Titre original : White Chrysanthenum
Titre français : Filles de la Mer
Auteur : Mary Lynn Bracht
Première édition : 2018

Extraits du livre :
- They forever after carried a burden of helplessness and overwhelming regret. Family members murdered, starved, stolen, neighbours turning on one another - all this was their han, a word Korean knew and a burden they each held within them. Everyone (...) carried this han (...).  
-'We [Haenyeo] dive in the sea like our mothers and grandmothers and great-grandmothers have for hundreds of years. This gift is our pride, for we answer to no one, not our fathers, our husbands, our older brothers, even the Japanese soldiers during the war. We catch our own food, make our own money, and survive with the harvest given to us from the sea. We live in harmony with this world.(...)'
- 'Haenyyeo ? They took her from so far away ?' one woman exclaims. 'From all over,' another answers. 'Even China, the Philippines and Malaysia.' 'And the Dutch girls, too. Remember that one who spoke out ?' 'Yes, the Dutch woman. She was brave to come forward.' (...) Like so many of the other 'comfort women', she had hidden her story of rape and humiliation from her family for over fifty years. When the first Korean 'comfort woman', Kim Hak-sun, came forward in 1991, giving her grim testimony, she was followed by others. They were met with disbelief and branded as money-seeking prostitutes. It was then the Dutch woman, Jan Ruff O'Herne, joined them in a bold move, telling her story at the international Public Hearing on Japanese War Crimes in Tokyo in 1992, and the Western World took notice.    
- Her shame is her han.
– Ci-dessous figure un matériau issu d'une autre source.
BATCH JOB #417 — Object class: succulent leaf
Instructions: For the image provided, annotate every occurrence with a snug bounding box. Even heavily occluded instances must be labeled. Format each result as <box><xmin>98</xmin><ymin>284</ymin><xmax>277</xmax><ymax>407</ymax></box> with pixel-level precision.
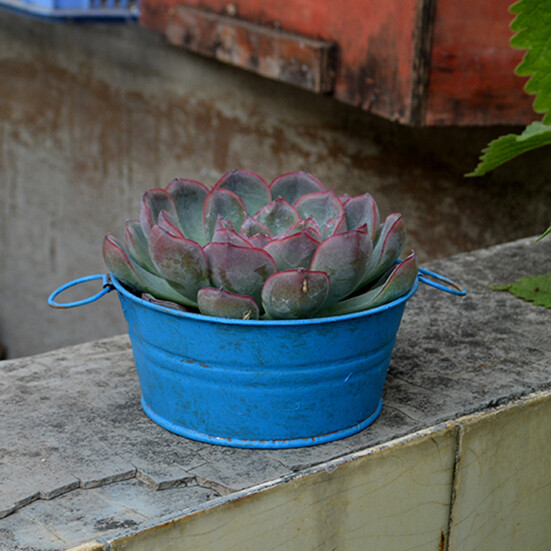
<box><xmin>166</xmin><ymin>178</ymin><xmax>209</xmax><ymax>245</ymax></box>
<box><xmin>215</xmin><ymin>170</ymin><xmax>272</xmax><ymax>217</ymax></box>
<box><xmin>295</xmin><ymin>191</ymin><xmax>344</xmax><ymax>228</ymax></box>
<box><xmin>239</xmin><ymin>216</ymin><xmax>273</xmax><ymax>237</ymax></box>
<box><xmin>103</xmin><ymin>233</ymin><xmax>145</xmax><ymax>291</ymax></box>
<box><xmin>203</xmin><ymin>188</ymin><xmax>246</xmax><ymax>241</ymax></box>
<box><xmin>124</xmin><ymin>220</ymin><xmax>157</xmax><ymax>274</ymax></box>
<box><xmin>197</xmin><ymin>287</ymin><xmax>260</xmax><ymax>320</ymax></box>
<box><xmin>140</xmin><ymin>189</ymin><xmax>176</xmax><ymax>237</ymax></box>
<box><xmin>320</xmin><ymin>253</ymin><xmax>418</xmax><ymax>316</ymax></box>
<box><xmin>264</xmin><ymin>230</ymin><xmax>319</xmax><ymax>271</ymax></box>
<box><xmin>204</xmin><ymin>243</ymin><xmax>276</xmax><ymax>304</ymax></box>
<box><xmin>149</xmin><ymin>225</ymin><xmax>209</xmax><ymax>302</ymax></box>
<box><xmin>104</xmin><ymin>170</ymin><xmax>416</xmax><ymax>319</ymax></box>
<box><xmin>254</xmin><ymin>197</ymin><xmax>300</xmax><ymax>236</ymax></box>
<box><xmin>157</xmin><ymin>210</ymin><xmax>186</xmax><ymax>237</ymax></box>
<box><xmin>344</xmin><ymin>193</ymin><xmax>380</xmax><ymax>237</ymax></box>
<box><xmin>249</xmin><ymin>233</ymin><xmax>273</xmax><ymax>249</ymax></box>
<box><xmin>360</xmin><ymin>213</ymin><xmax>406</xmax><ymax>287</ymax></box>
<box><xmin>262</xmin><ymin>269</ymin><xmax>329</xmax><ymax>319</ymax></box>
<box><xmin>283</xmin><ymin>216</ymin><xmax>321</xmax><ymax>241</ymax></box>
<box><xmin>270</xmin><ymin>171</ymin><xmax>326</xmax><ymax>205</ymax></box>
<box><xmin>140</xmin><ymin>293</ymin><xmax>190</xmax><ymax>312</ymax></box>
<box><xmin>103</xmin><ymin>234</ymin><xmax>196</xmax><ymax>306</ymax></box>
<box><xmin>311</xmin><ymin>230</ymin><xmax>373</xmax><ymax>306</ymax></box>
<box><xmin>212</xmin><ymin>228</ymin><xmax>251</xmax><ymax>247</ymax></box>
<box><xmin>322</xmin><ymin>214</ymin><xmax>348</xmax><ymax>239</ymax></box>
Shame for surviving two wars while those around her suffered and perished, shame for never speaking out for justice, and shame for continuing to live when she never understood the point of her life.  
- Emi's grief was buried beneath Jeju International Airport. At the time it was a military airfield, abandoned by the Japanese imperial air force when they left the island after the Second World War ended. More than seven hundred political dissidents were held there (...). The prisoners were executed by firing squad, and their bodies were buried in a massive pit, one on top of the other. No one ever mentioned what was beneath the brand-new runways when the airfield was expanded into the current international airport, but thoses who had lived through the massacres never forgot. 
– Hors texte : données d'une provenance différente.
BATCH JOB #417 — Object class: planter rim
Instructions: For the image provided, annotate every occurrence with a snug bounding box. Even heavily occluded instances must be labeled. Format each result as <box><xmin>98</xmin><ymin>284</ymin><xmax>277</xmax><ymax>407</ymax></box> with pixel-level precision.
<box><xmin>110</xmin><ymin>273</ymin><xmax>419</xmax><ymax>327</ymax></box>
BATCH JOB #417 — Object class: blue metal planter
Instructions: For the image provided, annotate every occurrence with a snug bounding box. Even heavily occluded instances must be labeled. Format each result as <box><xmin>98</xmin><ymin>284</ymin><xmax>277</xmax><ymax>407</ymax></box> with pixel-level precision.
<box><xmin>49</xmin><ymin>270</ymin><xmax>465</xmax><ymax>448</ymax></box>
- In December of 2015, South Korea and Japan reached an 'agreement' over the 'comfort women' issue, and both countries hoped to resolve the conflict once and for all, so they could move forward in more amicable international relations. (...) Japan offered South Korea terms, and one of them was the removal of the Statue of Peace, erected on private land across the Japanese embassy in Seoul. Removing this statue is the first step towards the denial of women's history in South Korea. The halmoni rejected this 'agreement' and continue to seek a true resolution because they believe Japan wishes to simply erase the unsightly history of wartime sexual slavery as though the atrocities never took place (...) 
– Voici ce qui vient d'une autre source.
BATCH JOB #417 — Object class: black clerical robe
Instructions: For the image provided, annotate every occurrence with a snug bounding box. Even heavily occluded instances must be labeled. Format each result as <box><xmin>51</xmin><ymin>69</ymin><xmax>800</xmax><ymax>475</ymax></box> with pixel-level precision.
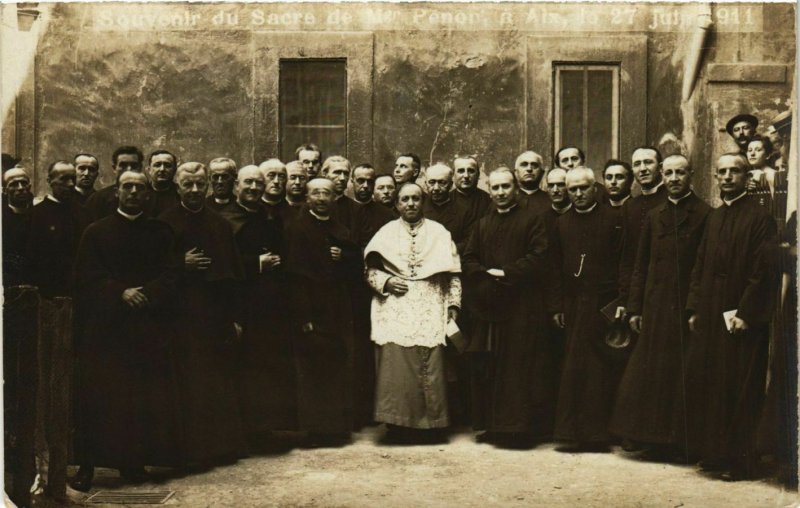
<box><xmin>142</xmin><ymin>187</ymin><xmax>181</xmax><ymax>217</ymax></box>
<box><xmin>159</xmin><ymin>204</ymin><xmax>244</xmax><ymax>462</ymax></box>
<box><xmin>84</xmin><ymin>184</ymin><xmax>119</xmax><ymax>222</ymax></box>
<box><xmin>619</xmin><ymin>184</ymin><xmax>667</xmax><ymax>305</ymax></box>
<box><xmin>548</xmin><ymin>203</ymin><xmax>622</xmax><ymax>444</ymax></box>
<box><xmin>678</xmin><ymin>197</ymin><xmax>779</xmax><ymax>473</ymax></box>
<box><xmin>462</xmin><ymin>206</ymin><xmax>557</xmax><ymax>436</ymax></box>
<box><xmin>611</xmin><ymin>193</ymin><xmax>710</xmax><ymax>444</ymax></box>
<box><xmin>27</xmin><ymin>197</ymin><xmax>87</xmax><ymax>298</ymax></box>
<box><xmin>450</xmin><ymin>187</ymin><xmax>492</xmax><ymax>231</ymax></box>
<box><xmin>228</xmin><ymin>205</ymin><xmax>297</xmax><ymax>434</ymax></box>
<box><xmin>422</xmin><ymin>195</ymin><xmax>470</xmax><ymax>254</ymax></box>
<box><xmin>286</xmin><ymin>210</ymin><xmax>356</xmax><ymax>434</ymax></box>
<box><xmin>73</xmin><ymin>213</ymin><xmax>182</xmax><ymax>468</ymax></box>
<box><xmin>2</xmin><ymin>201</ymin><xmax>33</xmax><ymax>288</ymax></box>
Pyeonghwabi (the statue of peace) (...) was for me (...) the symbol representing (...) wartime rape not only of Korean women and girls, but of all women and girls the world over : Uganda, Sierra Leone, Rwanda, Myanmar, Yugoslavia, Syria, Iraq, Afghanistan, Palestine and more. The list of women suffering wartime rape is long and will continue to grow unless we include women's wartime suffering in history books, commemorate the atrocities against them in museums, and remember the women and girls we lost by erecting monuments in their honour, like the Statue of Peace.